Not that I don’t find religion and faith useful in many ways. It has been a driving force behind social cohesion and a crucible of ideas within a framework of divine supervision of some sort. But the problem with faith is its non-objectivity or a ceiling, if you like, that it imposes on human imagination and curiosity. The idea of certain things being sacrilegious and beyond the purview of scepticism is something that casts a long shadow of doubt on the very fundamentals of faith and religion.
So, does it mean that religion is fundamentally flawed? I would say, no, as long as you make sure that ideas prescribed by religion (read religious texts and narratives) and faith are always considered provisional, that they are not absolute in their scope and interpretation. Surprisingly, early scholars of well-established faiths are found to be not so rigid in their interpretations and enquiries, nonetheless maintaining a framework of their own, rooted in the idea of some divine being. That doesn’t seem a big problem though; it is something that people do in scientific enquiries too. It is called an axiom. You have no proof or evidence for an axiom. It just seems reasonable to you that certain things are true.
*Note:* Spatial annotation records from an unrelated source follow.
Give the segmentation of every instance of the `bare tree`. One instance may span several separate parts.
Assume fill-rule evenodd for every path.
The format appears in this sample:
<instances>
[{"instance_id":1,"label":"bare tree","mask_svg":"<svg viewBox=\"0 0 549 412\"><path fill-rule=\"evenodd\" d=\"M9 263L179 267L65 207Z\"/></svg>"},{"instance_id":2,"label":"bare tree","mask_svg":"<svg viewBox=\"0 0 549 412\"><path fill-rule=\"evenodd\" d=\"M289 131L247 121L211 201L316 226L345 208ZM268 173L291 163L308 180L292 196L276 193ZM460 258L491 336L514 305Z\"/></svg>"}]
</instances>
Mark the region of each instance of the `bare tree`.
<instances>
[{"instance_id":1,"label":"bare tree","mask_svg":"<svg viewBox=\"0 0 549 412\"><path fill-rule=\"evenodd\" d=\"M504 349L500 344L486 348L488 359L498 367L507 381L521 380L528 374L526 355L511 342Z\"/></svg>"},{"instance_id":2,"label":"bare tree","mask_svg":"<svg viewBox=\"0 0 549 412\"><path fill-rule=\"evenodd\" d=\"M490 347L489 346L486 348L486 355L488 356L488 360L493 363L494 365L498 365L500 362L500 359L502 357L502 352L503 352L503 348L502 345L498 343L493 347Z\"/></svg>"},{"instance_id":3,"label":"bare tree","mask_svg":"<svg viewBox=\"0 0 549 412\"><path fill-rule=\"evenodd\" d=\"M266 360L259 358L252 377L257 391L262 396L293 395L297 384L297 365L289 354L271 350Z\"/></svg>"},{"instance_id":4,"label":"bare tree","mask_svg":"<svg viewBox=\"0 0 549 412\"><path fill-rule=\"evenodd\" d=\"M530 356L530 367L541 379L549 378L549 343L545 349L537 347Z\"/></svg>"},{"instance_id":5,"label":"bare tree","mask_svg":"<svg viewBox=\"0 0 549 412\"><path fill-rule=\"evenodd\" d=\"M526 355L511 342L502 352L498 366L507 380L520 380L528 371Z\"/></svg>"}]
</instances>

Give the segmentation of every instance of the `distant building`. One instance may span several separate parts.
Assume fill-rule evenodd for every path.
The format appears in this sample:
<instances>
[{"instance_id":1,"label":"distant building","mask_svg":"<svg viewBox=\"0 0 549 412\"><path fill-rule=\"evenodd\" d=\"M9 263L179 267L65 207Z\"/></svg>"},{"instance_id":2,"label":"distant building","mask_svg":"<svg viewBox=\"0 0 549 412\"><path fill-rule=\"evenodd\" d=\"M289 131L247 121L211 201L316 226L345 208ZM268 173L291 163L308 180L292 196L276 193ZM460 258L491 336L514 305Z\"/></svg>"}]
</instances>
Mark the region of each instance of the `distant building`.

But axioms do have their limitations and while it can lead you to a certain line of reasoning, it may completely blind you to another equally valid and useful line of reasoning. So, let’s call religion ‘a divine axiom’. But here is the catch. Your axiom might be wrong, and if not wrong, it certainly is limited by your perception. So, how to test if your axiom is wrong? The idea is to derive logical conclusions that can be tested and verified. If an axiom makes predictions that can then be tested and verified to be correct, you believe that the axiom is useful and carry on the reasoning based on the axiom. If your axiom gives contradictory results, then either your reasoning is wrong, or you need to rethink about the axiom. Although this sort of approach is difficult to apply to religion, it does lend perspective.
So, assuming that this idea of ‘a divine being’ is some sort of axiom, is it universally acceptable? It seems not. But somewhat similar ideas are the basis of most of the mainstream religions, influenced by the socio-economic and cultural perspectives. These ideas are heavily influenced by our perception of the reality, not reality as it is, but the reality our brain creates.
What about perception? If you are surprised to find that most of the time we are irrational, think again. Our brain may not have evolved to perform complex statistical calculations, or to dig out the ultimate truth, or to understand how nature works. It might just be a moonlight job that the brain does while making sure that we are not devoured by a beast while searching for food in the wilderness, or not run over by a speeding truck while driving on a busy road. The brain seems to have evolved to keep us alive while being resourceful in filling our stomachs with food and finding the best partner to spread our progeny as efficiently as possible. That seems quite reasonable, because survival is what matters first, everything else comes later. So, while we may feel we occupy an exalted position as rational beings, evolutionary logic points in the opposite direction.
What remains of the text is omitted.